Disappeared Children

                                                                            


                                                                           Disappeared Children


     At a workshop in which chairs were arranged in a circle with one chair standing alone in the middle, participants settled into the ring of chairs leaving the center chair empty. The moderators asked why no one had sat in the empty chair. Answers ranged from “We thought it was for the speaker,” to “We didn’t want to sit alone.” 

The moderators explained that the center chair represented the “disappeared child,” — children who are forgotten, rejected, neglected, abused or without hope. These children live in trauma. They are lonely, isolated, and uncared for by society. They are unseen by those living in community — represented by the circle of occupied chairs. 

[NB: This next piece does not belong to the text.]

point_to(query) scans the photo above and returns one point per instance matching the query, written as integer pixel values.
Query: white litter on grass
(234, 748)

America has a history of disappearing people we find inconvenient. When the Constitution was being written representation in Congress was debated. The southern states, slave-holding states, wanted more representation in the national government, so even though they held slaves to be less-than-human, they wanted them to be counted. A compromise was made. Representation was calculated by including three-fifths of the slaves. Two-fifths simply disappeared as people.

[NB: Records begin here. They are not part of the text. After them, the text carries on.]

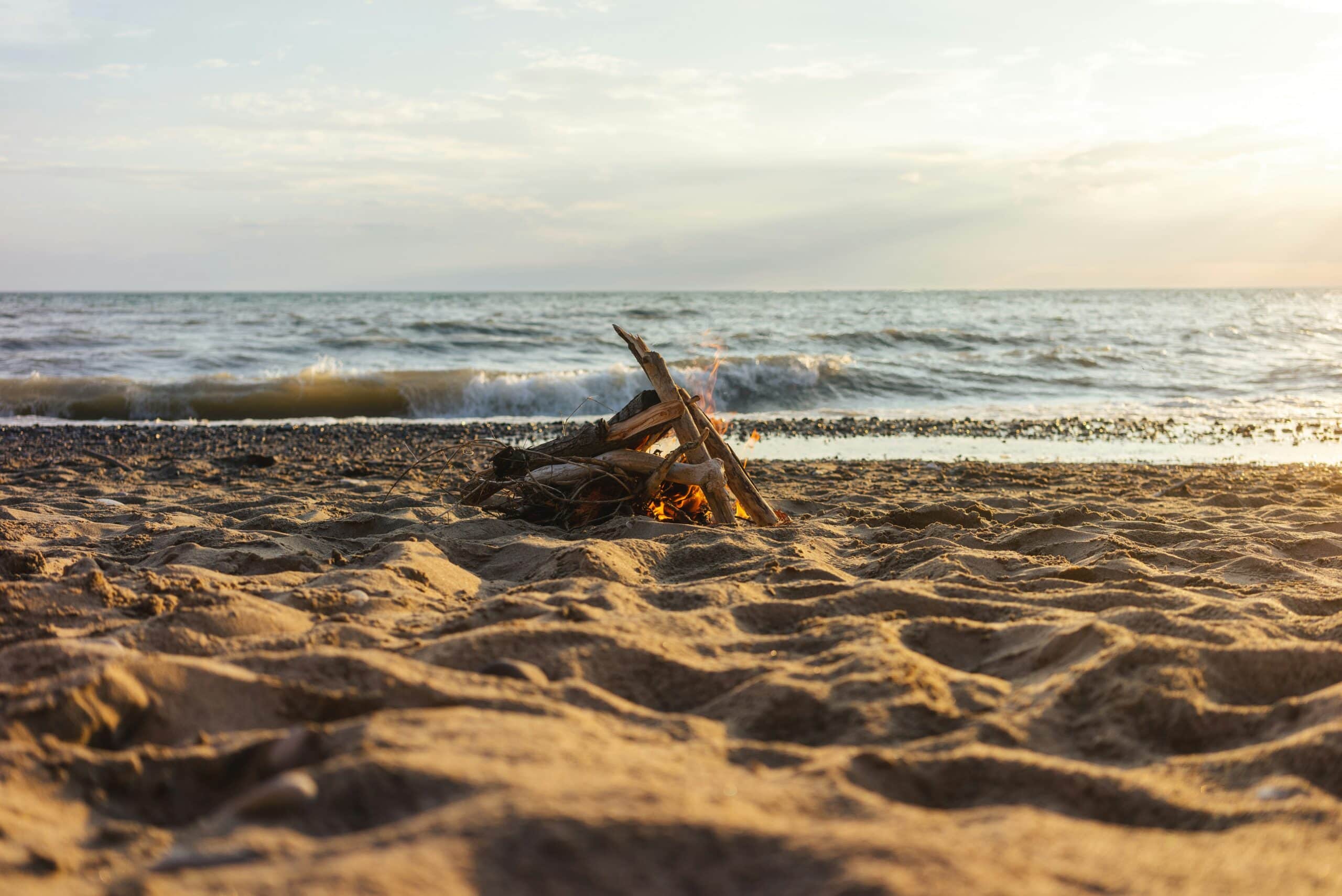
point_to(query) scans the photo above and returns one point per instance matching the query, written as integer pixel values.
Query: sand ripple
(977, 679)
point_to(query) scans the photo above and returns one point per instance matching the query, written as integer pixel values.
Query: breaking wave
(770, 383)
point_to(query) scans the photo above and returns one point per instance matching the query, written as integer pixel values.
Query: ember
(607, 469)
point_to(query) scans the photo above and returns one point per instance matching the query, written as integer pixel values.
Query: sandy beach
(234, 663)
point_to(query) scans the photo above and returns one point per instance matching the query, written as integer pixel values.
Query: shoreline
(1058, 440)
(233, 662)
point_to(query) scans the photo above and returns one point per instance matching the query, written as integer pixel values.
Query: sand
(241, 667)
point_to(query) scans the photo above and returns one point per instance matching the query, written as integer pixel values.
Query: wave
(768, 383)
(936, 338)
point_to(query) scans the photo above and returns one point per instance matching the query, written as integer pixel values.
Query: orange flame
(710, 381)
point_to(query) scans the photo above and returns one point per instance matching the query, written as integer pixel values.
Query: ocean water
(1226, 354)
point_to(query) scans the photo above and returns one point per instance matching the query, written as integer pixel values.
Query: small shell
(276, 796)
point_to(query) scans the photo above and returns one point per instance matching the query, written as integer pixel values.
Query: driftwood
(721, 502)
(630, 426)
(605, 467)
(757, 509)
(641, 423)
(634, 462)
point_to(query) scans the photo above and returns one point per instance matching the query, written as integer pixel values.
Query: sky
(630, 144)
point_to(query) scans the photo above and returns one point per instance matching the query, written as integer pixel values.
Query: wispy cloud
(108, 70)
(37, 23)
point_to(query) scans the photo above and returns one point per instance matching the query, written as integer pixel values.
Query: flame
(679, 505)
(710, 380)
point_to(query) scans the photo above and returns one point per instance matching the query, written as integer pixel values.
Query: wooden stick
(721, 502)
(739, 481)
(655, 416)
(634, 462)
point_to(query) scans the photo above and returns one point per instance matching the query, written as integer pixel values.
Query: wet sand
(231, 663)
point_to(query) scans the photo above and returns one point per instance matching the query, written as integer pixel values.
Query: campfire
(610, 467)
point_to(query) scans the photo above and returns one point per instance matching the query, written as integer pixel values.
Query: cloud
(580, 61)
(343, 107)
(37, 22)
(809, 71)
(109, 70)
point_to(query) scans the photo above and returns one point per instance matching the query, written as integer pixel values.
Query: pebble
(56, 446)
(276, 796)
(1276, 792)
(518, 670)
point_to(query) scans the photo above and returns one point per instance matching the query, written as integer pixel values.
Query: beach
(236, 659)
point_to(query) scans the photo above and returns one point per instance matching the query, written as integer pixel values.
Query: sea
(1187, 357)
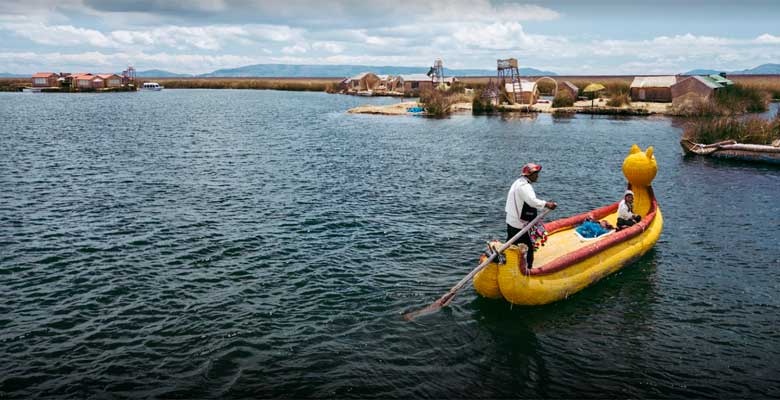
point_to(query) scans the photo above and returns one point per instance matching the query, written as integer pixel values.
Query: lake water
(196, 243)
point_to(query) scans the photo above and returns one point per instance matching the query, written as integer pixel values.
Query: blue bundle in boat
(590, 229)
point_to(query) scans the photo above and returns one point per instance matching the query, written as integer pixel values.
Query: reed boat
(730, 149)
(568, 263)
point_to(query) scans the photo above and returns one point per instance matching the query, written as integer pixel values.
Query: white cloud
(210, 37)
(94, 61)
(769, 39)
(58, 35)
(330, 47)
(296, 49)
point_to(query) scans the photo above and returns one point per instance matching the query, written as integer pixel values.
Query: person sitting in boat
(521, 208)
(593, 228)
(626, 216)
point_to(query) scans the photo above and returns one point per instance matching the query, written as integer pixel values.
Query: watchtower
(437, 72)
(508, 71)
(128, 75)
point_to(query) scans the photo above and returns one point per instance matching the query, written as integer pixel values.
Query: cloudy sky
(567, 37)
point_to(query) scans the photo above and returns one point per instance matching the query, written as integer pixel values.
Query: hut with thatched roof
(527, 91)
(570, 89)
(363, 82)
(652, 88)
(694, 88)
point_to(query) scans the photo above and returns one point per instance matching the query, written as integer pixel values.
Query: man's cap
(530, 168)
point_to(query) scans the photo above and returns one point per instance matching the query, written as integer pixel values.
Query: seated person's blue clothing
(590, 229)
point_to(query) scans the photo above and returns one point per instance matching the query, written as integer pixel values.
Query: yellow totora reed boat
(568, 263)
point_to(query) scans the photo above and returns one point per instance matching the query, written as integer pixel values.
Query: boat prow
(567, 263)
(730, 149)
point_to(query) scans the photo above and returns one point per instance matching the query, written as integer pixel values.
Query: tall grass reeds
(740, 98)
(13, 84)
(563, 99)
(619, 99)
(481, 103)
(308, 85)
(753, 130)
(438, 103)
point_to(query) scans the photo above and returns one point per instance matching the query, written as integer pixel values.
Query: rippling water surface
(257, 243)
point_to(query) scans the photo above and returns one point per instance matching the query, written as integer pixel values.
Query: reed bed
(766, 83)
(752, 130)
(563, 99)
(13, 84)
(439, 102)
(737, 99)
(308, 85)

After the Civil War, freed slaves were persecuted in the Reconstruction south. After a Constitutional amendment guaranteed the right to vote to all, local governments created obstacles that effectively denied citizenship to African-Americans. Thousands were lynched without trial. Thousands more were unjustly incarcerated. Lynched or imprisoned, they disappeared from society.

Today, thousands of children living in poverty are disappearing due to lack of resources, lack of access to equal education, lack of opportunity, and lack of compassion. All children need adequate nutrition and housing, fair funding for education, access to affordable healthcare, caring teachers and community workers, equal access to opportunities for growth and success, consistency of care, and equal treatment under the law. These rights extend to all children — those who live in your neighborhood, those who live in the inner city, those who speak different languages, and those whose parents cannot care for them due to the inequalities which exist in our society. 

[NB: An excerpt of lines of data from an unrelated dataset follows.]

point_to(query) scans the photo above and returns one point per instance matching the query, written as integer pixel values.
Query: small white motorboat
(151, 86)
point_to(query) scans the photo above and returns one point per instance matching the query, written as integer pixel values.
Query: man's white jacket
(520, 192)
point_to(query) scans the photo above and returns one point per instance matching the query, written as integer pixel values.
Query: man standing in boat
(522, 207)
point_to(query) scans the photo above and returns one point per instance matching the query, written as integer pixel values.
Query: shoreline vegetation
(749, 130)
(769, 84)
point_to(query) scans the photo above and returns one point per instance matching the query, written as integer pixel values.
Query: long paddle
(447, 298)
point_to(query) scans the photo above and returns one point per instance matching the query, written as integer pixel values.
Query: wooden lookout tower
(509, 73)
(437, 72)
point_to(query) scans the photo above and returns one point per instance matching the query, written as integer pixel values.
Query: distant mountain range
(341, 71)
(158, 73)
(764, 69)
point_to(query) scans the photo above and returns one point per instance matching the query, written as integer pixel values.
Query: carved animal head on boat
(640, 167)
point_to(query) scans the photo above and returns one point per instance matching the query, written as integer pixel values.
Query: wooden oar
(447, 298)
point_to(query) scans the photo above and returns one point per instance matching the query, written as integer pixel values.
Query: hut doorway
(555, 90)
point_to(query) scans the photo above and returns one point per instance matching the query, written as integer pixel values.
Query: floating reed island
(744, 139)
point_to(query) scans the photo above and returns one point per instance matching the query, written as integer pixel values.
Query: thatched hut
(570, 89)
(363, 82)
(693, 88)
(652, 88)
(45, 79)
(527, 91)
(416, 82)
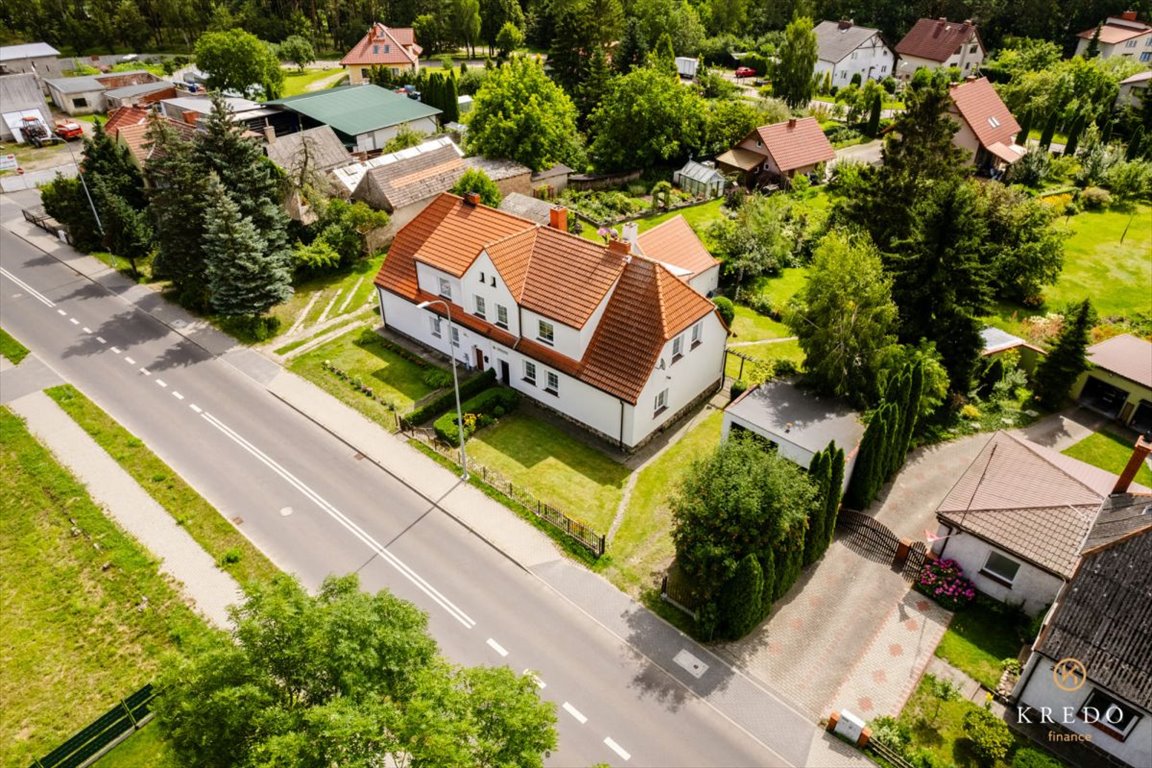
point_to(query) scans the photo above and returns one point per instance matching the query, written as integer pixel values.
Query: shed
(798, 423)
(699, 179)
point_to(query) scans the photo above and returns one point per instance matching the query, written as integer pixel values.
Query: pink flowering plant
(944, 582)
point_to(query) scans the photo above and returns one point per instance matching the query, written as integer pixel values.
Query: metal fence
(574, 527)
(91, 742)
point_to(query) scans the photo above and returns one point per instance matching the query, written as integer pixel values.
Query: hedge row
(479, 412)
(447, 401)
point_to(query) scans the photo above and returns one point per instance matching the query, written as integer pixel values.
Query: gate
(874, 540)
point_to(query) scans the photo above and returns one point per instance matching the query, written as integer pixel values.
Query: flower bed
(944, 582)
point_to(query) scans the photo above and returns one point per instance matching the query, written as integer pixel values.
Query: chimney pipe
(558, 218)
(1139, 453)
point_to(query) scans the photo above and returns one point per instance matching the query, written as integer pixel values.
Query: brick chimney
(1139, 453)
(558, 218)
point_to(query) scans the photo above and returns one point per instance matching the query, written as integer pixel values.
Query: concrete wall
(1039, 690)
(1033, 587)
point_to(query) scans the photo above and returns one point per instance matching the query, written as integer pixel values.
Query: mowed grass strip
(86, 615)
(217, 535)
(10, 348)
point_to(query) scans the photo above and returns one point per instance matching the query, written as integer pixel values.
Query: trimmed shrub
(990, 736)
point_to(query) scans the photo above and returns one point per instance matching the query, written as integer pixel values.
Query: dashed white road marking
(619, 750)
(416, 579)
(575, 713)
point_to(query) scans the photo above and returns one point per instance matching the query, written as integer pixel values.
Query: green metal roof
(355, 109)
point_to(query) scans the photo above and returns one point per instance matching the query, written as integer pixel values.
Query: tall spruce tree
(1067, 358)
(245, 278)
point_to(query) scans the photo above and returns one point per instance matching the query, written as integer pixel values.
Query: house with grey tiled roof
(1018, 517)
(1091, 664)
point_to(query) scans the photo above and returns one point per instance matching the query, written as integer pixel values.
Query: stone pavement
(209, 588)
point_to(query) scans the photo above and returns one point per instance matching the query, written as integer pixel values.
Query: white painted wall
(1041, 691)
(1033, 587)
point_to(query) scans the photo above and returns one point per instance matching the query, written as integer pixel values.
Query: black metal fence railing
(89, 743)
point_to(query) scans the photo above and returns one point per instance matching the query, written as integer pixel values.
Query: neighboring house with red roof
(987, 130)
(393, 48)
(938, 43)
(1120, 36)
(1119, 383)
(775, 153)
(607, 336)
(1017, 519)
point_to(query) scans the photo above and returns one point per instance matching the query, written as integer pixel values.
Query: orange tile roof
(675, 243)
(796, 143)
(384, 46)
(980, 107)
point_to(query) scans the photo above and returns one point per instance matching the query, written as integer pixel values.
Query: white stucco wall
(1041, 691)
(1033, 587)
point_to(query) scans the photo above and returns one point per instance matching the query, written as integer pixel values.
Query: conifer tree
(1067, 358)
(245, 278)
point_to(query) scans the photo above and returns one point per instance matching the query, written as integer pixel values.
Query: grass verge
(215, 534)
(88, 616)
(12, 349)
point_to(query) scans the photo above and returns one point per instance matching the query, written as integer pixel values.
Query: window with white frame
(1109, 714)
(1000, 569)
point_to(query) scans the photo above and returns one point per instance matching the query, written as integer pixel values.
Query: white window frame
(548, 337)
(990, 570)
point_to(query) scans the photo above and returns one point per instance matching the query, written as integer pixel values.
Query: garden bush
(990, 736)
(944, 582)
(479, 412)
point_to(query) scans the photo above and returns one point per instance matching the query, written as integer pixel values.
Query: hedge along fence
(479, 412)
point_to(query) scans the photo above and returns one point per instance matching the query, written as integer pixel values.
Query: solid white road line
(619, 750)
(575, 713)
(31, 291)
(349, 525)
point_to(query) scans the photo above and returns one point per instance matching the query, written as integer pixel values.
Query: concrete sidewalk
(209, 588)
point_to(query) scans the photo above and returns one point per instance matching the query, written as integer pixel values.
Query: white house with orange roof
(393, 48)
(606, 335)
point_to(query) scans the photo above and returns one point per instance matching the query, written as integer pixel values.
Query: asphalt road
(305, 500)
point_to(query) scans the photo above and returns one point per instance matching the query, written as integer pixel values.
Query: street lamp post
(455, 385)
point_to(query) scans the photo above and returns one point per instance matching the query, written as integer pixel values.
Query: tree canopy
(345, 678)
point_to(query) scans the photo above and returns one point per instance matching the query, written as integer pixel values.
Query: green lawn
(10, 348)
(643, 548)
(553, 466)
(203, 522)
(77, 633)
(391, 375)
(1108, 451)
(297, 82)
(977, 640)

A story is told of a king welcoming a group of people into his palace. Why they have been favored? The king answers, “I was hungry and you fed me, I was thirsty and you gave me a drink, I was homeless and you gave me a room, I was shivering and you gave me clothes, I was sick and you stopped to visit, I was in prison and you came to me.” Never having met the king, they ask how this could be. The king answers: “Whenever you did one of these things to someone overlooked or ignored, that was me—you did it to me.”

Are we overlooking or ignoring children in need, children who are suffering, children who are invisible to society because of situations they cannot control? Are we allowing children to disappear? Open your eyes to find these children. Shine a light on them. Advocate for programs that provide equal access to nutrition, security, and education. Encourage your representatives to support equal opportunity legislation. Work for and donate to programs that support children and those in need. Don’t allow a single child to disappear. Pull their chairs into the circle. Welcome them with open arms.